Narrow union type based on a property

Question

I am running into an issue when I try to narrow a type based on a property. It's best if I show with some code what it it basically boils down to:

type User = {
  id: number;
  name: string;
}

type CreateUser = {
  name?: string;
}

const user: User | CreateUser = { name: "Foo Bar" };

if (user.id) {
  console.log(`Hello ${user.name}`)
}

So my thinking is that user is either a User or a CreateUser , and we can see the difference based on the existence of the id property. But sadly this doesn't work: Property 'id' does not exist on type 'CreateUser' . And user.name is still string | undefined string | undefined instead of a simple string . Surely there is way to do this, but I am not able to find out how?

Even this doesn't work, which surprised me:

if ("id" in user) {
  console.log(`Hello ${user.name}`)
}

I get Property 'name' does not exist on type 'never'. .

Answer 1

When using a type annotation and initializing a value, the compiler is smart enough to narrow the value to the type that you use to initialize it.
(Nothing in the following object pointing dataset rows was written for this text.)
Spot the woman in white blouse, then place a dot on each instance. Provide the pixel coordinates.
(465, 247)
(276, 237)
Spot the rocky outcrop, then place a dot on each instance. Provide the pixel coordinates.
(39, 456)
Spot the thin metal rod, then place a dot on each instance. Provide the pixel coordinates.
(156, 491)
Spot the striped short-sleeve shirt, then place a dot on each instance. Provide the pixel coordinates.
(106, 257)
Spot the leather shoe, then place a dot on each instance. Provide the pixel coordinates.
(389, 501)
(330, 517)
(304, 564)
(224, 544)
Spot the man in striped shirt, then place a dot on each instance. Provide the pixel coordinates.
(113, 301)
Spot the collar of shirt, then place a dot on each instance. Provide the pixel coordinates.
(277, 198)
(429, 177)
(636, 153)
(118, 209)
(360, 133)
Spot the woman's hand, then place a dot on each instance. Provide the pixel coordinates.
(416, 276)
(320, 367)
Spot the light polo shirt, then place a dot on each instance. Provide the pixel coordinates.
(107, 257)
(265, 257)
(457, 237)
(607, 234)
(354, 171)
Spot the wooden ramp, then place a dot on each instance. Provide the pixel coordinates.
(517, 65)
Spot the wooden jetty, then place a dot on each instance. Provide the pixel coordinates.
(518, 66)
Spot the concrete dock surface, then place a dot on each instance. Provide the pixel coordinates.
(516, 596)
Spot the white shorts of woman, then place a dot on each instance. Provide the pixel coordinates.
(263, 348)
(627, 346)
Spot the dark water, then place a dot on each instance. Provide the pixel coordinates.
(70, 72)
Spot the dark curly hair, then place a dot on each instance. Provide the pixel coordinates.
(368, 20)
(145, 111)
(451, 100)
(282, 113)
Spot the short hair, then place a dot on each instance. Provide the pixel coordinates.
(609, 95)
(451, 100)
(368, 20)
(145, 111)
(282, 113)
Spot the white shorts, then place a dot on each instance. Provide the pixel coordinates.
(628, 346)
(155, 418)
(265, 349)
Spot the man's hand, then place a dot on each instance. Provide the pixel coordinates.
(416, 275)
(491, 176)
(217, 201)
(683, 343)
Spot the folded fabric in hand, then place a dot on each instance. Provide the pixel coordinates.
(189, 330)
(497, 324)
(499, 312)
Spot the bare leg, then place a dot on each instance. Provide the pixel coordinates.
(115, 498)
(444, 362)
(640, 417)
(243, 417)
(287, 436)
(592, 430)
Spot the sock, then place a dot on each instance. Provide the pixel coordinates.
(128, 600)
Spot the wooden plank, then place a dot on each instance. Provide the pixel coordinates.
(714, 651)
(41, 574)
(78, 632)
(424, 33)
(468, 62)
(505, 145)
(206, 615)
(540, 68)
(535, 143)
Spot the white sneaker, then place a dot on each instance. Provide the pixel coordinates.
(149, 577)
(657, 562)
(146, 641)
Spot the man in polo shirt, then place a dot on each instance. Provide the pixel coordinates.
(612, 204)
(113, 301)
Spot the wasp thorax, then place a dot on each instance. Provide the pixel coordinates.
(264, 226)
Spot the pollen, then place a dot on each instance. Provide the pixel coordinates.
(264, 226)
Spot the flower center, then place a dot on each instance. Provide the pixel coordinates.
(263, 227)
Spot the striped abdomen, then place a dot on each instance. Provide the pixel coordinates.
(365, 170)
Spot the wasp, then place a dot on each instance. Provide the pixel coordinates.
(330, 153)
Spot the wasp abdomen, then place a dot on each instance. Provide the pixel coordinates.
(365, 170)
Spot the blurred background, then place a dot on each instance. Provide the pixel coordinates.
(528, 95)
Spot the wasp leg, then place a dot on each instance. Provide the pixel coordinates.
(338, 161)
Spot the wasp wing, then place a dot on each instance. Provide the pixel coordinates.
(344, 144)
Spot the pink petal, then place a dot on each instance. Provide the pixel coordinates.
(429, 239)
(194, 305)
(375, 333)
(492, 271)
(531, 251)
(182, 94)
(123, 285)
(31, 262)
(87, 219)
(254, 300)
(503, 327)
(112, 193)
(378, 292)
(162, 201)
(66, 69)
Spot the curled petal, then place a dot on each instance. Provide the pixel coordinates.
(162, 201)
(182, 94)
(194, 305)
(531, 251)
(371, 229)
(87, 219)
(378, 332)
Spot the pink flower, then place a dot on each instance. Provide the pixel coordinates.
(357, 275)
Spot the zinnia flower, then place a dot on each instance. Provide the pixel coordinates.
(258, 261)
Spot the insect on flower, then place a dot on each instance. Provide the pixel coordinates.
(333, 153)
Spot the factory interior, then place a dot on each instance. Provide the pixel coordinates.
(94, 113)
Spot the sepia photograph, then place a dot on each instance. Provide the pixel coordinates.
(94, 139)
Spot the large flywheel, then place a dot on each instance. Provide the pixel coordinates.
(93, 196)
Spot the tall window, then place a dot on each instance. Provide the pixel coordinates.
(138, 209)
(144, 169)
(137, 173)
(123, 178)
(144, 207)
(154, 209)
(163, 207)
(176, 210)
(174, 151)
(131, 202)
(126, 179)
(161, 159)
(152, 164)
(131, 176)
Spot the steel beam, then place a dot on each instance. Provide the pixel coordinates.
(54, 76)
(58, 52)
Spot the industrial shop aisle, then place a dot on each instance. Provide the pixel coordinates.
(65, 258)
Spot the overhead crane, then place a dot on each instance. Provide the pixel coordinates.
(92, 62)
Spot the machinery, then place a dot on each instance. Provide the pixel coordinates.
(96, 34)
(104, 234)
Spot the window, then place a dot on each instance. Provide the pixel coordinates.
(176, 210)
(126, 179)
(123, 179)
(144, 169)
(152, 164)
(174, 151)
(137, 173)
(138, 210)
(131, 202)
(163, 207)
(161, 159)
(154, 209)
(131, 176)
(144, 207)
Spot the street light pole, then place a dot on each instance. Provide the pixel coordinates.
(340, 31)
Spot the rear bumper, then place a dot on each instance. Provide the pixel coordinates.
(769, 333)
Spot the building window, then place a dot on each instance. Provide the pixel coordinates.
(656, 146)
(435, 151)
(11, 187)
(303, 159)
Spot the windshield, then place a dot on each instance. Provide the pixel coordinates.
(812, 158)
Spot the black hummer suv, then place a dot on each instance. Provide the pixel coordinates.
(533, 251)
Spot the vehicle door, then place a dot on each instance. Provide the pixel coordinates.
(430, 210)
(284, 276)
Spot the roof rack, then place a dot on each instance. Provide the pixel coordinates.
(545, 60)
When initializing it with a type that has the name property and lacks the id property, the compiler narrows it to the CreateUser type:

const user: User | CreateUser = { name: 'Foo Bar' };

user;
//^? const user: CreateUser

To avoid this automatic narrowing behavior and preserve the union information in the same scope, you can use an assertion instead of an annotation:

const user = { name: 'Foo Bar' } as User | CreateUser;

if ('id' in user) {
          //^? const user: User | CreateUser
  console.log(`Hello ${user.name}`);
                     //^? const user: User
}

TS Playground

---

Response to your comment :

It works the same way when exporting a value. The important part is that every time you assign a value to the variable and want to preserve the full union type afterward in that scope, you must use an assertion to override the compiler's automatic narrowing behavior:

TS Playground

export let user: User | CreateUser;

user = { name: 'Foo Bar' } as User | CreateUser;

if ('id' in user) {
          //^? const user: User | CreateUser
  console.log(`Hello ${user.name}`);
                     //^? const user: User
}

and if this becomes tedious, just create an alias for the union:

export type AnyUser = User | CreateUser;

export let user: AnyUser;

user = { name: 'Foo Bar' } as AnyUser;

Answer 2

This works:

function isRealUser(user: User | CreateUser): user is User {
  return (user as User).id !== undefined;
}

if (isRealUser(user) {
  console.log(`Hello ${user.name}`)
}

Found on https://www.typescriptlang.org/docs/handbook/2/narrowing.html#using-type-predicates .